Senior Health Insurance Company of Pennsylvania, or SHIP, had a claims process "designed to frustrate and confuse policyholders with needless demands for irrelevant information" in violation of its own policies and California law, according to the suit filed Tuesday in San Bernardino County Superior Court by the group Consumer Watchdog.

"They're preying on the elderly," group founder Harvey Rosenfield said Wednesday.

A call to the company seeking comment was not immediately returned.

The not-for-profit insurer is run by a trust created by the Pennsylvania Insurance Department. It was previously known as Conseco Senior Health Insurance Company and it services long-term policies originally sold by Conseco, American Travelers Life, Transport Life, United General Life, and Continental Life.

Senior Health Insurance operated as Conseco Senior Health Insurance until late 2008, but Conseco (now CNO Financial Group) transferred the unit to an independent trust based in Pennsylvania when it abandoned the long-term care insurance market due to heavy losses. Conseco took a $1.2 billion charge to unload the unit.

It has about 10,000 California policyholders, Rosenfield said.

The average age of its policyholders in 2009 was 80, according to the California Department of Insurance. That year, the company agreed to pay $500,000 to settle claims by state regulators that it had improperly denied claims on long-term care policies and that its claims-handling practices were confusing and onerous. The company agreed to repay claims dating back to 2004.

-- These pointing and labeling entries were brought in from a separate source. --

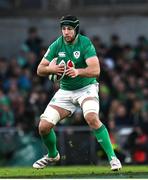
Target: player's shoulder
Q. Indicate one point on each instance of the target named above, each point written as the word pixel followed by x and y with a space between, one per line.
pixel 84 40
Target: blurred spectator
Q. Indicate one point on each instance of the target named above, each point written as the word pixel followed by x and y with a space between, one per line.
pixel 34 41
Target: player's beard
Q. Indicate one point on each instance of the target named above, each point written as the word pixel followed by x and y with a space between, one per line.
pixel 69 39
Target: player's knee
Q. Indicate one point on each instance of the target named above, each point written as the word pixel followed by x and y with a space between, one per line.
pixel 45 127
pixel 93 120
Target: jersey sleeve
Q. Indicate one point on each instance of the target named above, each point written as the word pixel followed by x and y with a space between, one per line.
pixel 89 50
pixel 51 52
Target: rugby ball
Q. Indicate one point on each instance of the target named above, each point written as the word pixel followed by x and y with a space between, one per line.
pixel 54 77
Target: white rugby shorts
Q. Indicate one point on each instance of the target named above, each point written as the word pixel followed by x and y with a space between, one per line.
pixel 69 100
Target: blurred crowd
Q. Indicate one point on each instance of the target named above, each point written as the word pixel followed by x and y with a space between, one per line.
pixel 123 90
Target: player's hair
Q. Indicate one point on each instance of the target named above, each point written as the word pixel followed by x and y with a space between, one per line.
pixel 70 21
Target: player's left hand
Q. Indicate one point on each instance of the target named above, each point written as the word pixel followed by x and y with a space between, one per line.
pixel 72 72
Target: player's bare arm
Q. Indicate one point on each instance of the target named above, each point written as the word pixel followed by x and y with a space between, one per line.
pixel 46 68
pixel 92 69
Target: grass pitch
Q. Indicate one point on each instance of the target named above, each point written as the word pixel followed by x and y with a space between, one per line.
pixel 84 172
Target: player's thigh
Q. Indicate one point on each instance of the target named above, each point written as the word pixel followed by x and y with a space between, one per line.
pixel 62 112
pixel 53 114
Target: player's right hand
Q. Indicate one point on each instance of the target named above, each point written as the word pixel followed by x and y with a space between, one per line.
pixel 55 68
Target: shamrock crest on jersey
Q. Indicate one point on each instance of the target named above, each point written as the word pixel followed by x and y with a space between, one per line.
pixel 76 54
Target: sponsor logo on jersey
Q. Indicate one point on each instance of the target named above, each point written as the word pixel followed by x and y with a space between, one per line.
pixel 62 54
pixel 47 52
pixel 70 64
pixel 76 54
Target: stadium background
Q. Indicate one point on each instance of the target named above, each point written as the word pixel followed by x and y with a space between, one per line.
pixel 119 31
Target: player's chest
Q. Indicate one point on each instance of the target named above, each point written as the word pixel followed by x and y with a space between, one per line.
pixel 70 53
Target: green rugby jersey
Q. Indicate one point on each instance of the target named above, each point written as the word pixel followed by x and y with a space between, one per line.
pixel 77 52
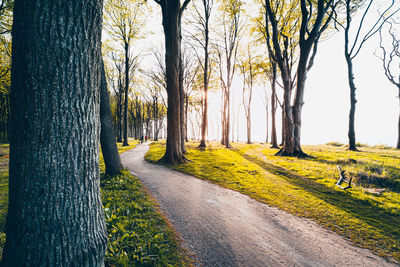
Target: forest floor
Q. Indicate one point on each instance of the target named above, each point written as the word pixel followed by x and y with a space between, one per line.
pixel 227 228
pixel 138 233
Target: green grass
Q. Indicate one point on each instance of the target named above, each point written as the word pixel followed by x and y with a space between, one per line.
pixel 138 233
pixel 306 187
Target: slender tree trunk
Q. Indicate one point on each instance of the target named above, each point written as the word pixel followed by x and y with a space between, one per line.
pixel 288 123
pixel 170 10
pixel 274 140
pixel 298 101
pixel 126 94
pixel 283 126
pixel 398 126
pixel 119 135
pixel 55 215
pixel 108 143
pixel 353 101
pixel 249 128
pixel 267 121
pixel 186 116
pixel 182 105
pixel 228 117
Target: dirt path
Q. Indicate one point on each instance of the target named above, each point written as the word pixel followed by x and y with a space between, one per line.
pixel 225 228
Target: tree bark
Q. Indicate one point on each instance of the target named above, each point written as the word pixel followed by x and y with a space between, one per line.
pixel 126 94
pixel 182 104
pixel 171 12
pixel 274 141
pixel 108 143
pixel 55 215
pixel 186 117
pixel 353 101
pixel 398 126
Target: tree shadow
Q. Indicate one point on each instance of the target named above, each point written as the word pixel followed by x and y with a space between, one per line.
pixel 364 210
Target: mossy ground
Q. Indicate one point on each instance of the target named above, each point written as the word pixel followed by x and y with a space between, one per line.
pixel 306 187
pixel 138 234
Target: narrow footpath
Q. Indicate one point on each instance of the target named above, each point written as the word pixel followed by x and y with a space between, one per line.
pixel 226 228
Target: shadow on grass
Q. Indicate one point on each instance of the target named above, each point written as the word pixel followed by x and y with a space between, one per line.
pixel 363 210
pixel 390 182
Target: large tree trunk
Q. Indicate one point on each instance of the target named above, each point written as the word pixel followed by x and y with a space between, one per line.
pixel 170 10
pixel 126 94
pixel 55 215
pixel 353 101
pixel 108 143
pixel 298 101
pixel 274 140
pixel 288 124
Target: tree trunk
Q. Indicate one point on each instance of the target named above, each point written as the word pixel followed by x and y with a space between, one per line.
pixel 353 101
pixel 274 140
pixel 288 124
pixel 119 135
pixel 108 143
pixel 186 117
pixel 283 126
pixel 126 94
pixel 298 101
pixel 267 121
pixel 55 215
pixel 398 126
pixel 249 128
pixel 182 105
pixel 170 10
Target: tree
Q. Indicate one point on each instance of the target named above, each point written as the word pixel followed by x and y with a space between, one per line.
pixel 227 59
pixel 352 49
pixel 202 24
pixel 172 12
pixel 6 7
pixel 108 143
pixel 55 215
pixel 282 22
pixel 272 74
pixel 391 56
pixel 124 21
pixel 247 68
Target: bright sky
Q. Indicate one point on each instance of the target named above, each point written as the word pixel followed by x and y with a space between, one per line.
pixel 325 113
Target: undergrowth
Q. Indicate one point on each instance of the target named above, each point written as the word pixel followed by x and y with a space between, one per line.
pixel 138 234
pixel 306 187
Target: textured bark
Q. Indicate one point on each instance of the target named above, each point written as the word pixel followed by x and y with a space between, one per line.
pixel 126 94
pixel 171 12
pixel 350 76
pixel 398 126
pixel 182 105
pixel 353 101
pixel 108 143
pixel 55 215
pixel 204 123
pixel 274 140
pixel 119 115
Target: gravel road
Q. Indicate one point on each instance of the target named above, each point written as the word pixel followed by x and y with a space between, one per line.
pixel 226 228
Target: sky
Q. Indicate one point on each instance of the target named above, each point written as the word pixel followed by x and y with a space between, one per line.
pixel 326 108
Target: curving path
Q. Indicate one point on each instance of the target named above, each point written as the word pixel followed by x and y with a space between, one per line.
pixel 226 228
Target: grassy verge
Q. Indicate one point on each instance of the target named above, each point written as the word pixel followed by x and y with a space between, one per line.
pixel 138 234
pixel 306 187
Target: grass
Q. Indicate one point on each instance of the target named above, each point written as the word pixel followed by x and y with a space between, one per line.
pixel 138 233
pixel 306 187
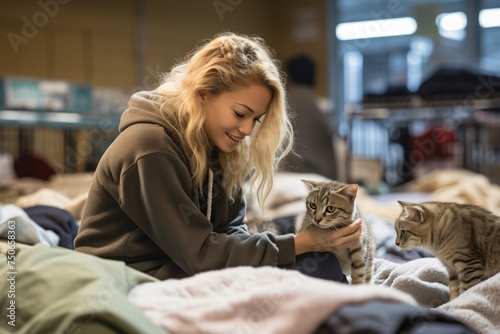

The new lawsuit makes similar allegations. It alleges that SHIP tried to avoid reimbursing policyholders for long-term care by ignoring or taking an unreasonably long time to respond to claims; requiring unnecessary paperwork and medical examinations, and requiring that the caregivers have licenses in violation of company policy and California law.

The suit, which seeks class-action status, was filed on behalf of Dr. William Hall, 78, of Upland. Hall, a retired chief of medicine at a California hospital, bought a long-term care policy in 1994 and submitted claims in 2010. SHIP refused to reimburse all but 20 percent of his expenses.

"He immediately ran into a brick wall" and was forced to pay tens of thousands of dollars for his home care, which depleted his savings, Rosenfield said.

"My Dad bought this policy to spare his children some of the time and expenses that many of our parents require when they get older, but SHIP has only drained my family's resources," his son, Eric Hall, said in a statement. "Because of SHIP, my family has spent more time and expense on his care than if he had never bought the policy in the first place. It has been an uphill battle."